The upside of social isolating? We get to spend every waking moment with our beloved dog. Unfortunately, that might not be all that great for your furry friend. According to Dr. Ragen T.S. McGowan, behavior research scientist and Chief Veterinary Officer at Purina, pet owners should be aware of how quarantine may be impacting your dog’s routine. Like, say how Pickle probably used to take long naps while you were at work all day but now stays awake for constant scratches and treats. It turns out, she might actually need a break from you.
We kid you not. Darris Cooper, CPDT-KA and Petco Positive Dog Training Operations Manager told us that while being home has its perks, “it can also open the door for overstimulation that can disrupt their regular and much-needed nap schedule.” The solution? Cooper suggests giving your dogs some alone time in a separate room, with calming aids or even some reggae, soft rock or classical music on low volume, which can help drown out sounds and encourage relaxation.
But there’s a bit more to it than R&R with a side of Bob Marley. Dr. Jordan Turner, a practicing veterinarian and founder of YourPetProfessional, explains: “Separation anxiety happens when dogs become so used to having their owners around that they become dependent on them all the time.” If you notice changes in behavior, such as excessive barking, drooling, hyper-attachment, destroying things and more (learn about all the signs of separation anxiety here), your dog may be suffering from codependency.
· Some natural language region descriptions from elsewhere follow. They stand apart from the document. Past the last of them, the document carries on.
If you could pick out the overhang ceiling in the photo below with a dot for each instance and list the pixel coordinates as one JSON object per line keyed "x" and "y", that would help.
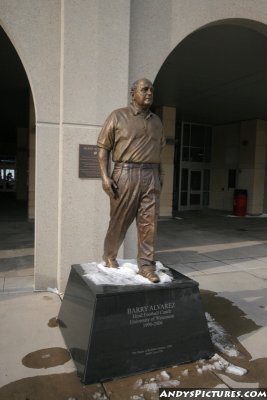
{"x": 217, "y": 75}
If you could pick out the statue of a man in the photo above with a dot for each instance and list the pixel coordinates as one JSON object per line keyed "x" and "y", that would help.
{"x": 134, "y": 136}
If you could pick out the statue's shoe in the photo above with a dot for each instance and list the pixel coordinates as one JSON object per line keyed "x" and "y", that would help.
{"x": 150, "y": 274}
{"x": 109, "y": 263}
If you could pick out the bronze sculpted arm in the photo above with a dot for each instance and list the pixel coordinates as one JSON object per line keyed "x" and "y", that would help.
{"x": 108, "y": 184}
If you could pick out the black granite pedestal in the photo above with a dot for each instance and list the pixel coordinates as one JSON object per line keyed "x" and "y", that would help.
{"x": 113, "y": 331}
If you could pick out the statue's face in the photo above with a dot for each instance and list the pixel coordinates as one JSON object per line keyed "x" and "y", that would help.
{"x": 143, "y": 94}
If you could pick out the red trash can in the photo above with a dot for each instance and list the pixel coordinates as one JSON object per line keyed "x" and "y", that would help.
{"x": 240, "y": 202}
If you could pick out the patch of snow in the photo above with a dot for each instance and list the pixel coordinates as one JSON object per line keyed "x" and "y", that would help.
{"x": 54, "y": 290}
{"x": 99, "y": 396}
{"x": 138, "y": 383}
{"x": 219, "y": 338}
{"x": 162, "y": 380}
{"x": 220, "y": 364}
{"x": 233, "y": 369}
{"x": 126, "y": 274}
{"x": 185, "y": 372}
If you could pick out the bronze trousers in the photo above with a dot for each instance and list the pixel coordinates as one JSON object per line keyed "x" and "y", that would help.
{"x": 137, "y": 198}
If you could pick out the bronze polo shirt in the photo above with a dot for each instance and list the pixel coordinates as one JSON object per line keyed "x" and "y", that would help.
{"x": 132, "y": 136}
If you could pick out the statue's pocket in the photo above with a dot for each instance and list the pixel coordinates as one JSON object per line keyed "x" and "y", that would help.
{"x": 116, "y": 174}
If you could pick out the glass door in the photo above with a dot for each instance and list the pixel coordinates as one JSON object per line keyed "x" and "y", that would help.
{"x": 195, "y": 185}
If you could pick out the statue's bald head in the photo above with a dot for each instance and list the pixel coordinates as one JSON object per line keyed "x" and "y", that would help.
{"x": 142, "y": 93}
{"x": 136, "y": 84}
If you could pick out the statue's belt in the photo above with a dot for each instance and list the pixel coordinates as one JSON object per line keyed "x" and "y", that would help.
{"x": 129, "y": 165}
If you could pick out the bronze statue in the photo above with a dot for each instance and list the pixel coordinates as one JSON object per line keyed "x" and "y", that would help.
{"x": 134, "y": 136}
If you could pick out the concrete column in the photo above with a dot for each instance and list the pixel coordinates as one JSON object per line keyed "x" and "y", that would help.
{"x": 252, "y": 163}
{"x": 31, "y": 178}
{"x": 168, "y": 120}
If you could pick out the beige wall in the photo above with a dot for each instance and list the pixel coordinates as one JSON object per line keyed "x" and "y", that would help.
{"x": 240, "y": 146}
{"x": 168, "y": 119}
{"x": 225, "y": 155}
{"x": 80, "y": 56}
What’s the fix? Once again, it’s to leave your dog alone—especially if she’s a puppy. Per Dr. Turner: “One of the most important things for puppies and dogs is to teach them to be alone.” He notes that puppies who are not left alone before they’re 12 to 16 weeks old often develop separation anxiety. Have a puppy following you around? Crate training is a great way of teaching your dog to be happy alone.